Черносотенные агитаторы раздавали на улицах листовки, призывавшие к избиению евреев, распространяли слухи, что городские жиды оскверняют православные храмы, нападают с оружием на христиан, вырезают целые семьи. В полицейские участки на Подоле и Лукьяновке прибегали полуодетые мужчины, женщины с детьми, молили о помощи, клялись, что резня уже началась. Стоило пресечь панические слухи в одном месте, они возникали в другом.
Утром в разных частях Киева начался погром. Шайки громил в несколько сот человек, среди которых было немало подростков, врывались в лавки и магазины, принадлежащие евреям, ломали обстановку, выбрасывали на улицу вещи и товары. Заведения, владельцы которых предусмотрительно вывесили на окнах и в витринах иконы, царские портреты и национальные флаги, погромщики не трогали, шли дальше.
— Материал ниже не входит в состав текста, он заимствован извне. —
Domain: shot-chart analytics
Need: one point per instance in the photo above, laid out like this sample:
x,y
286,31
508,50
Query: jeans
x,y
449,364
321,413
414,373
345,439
К двенадцати часам дня на Думской площади, Крещатике, Прорезной улице и прилегающих переулках мостовая была усеяна кусками материи, обломками мебели, разбитой посудой, пухом из вспоротых подушек. Час спустя на Печерске и в районе Плосского участка начался грабеж еврейских квартир. Погромщиков не интересовало ни материальное, ни социальное положение жертв, разгрому подвергались все попадавшиеся на пути еврейские дома и заведения. На Липках разорили в присутствии войск и полиции особняки киевских богачей: барона Гинцбурга, банкира Гальперина, предпринимателей Александра и Льва Бродских, казенное еврейское училище, директор которого предупреждал накануне городского полицмейстера Цихоцкого о готовящемся нападении.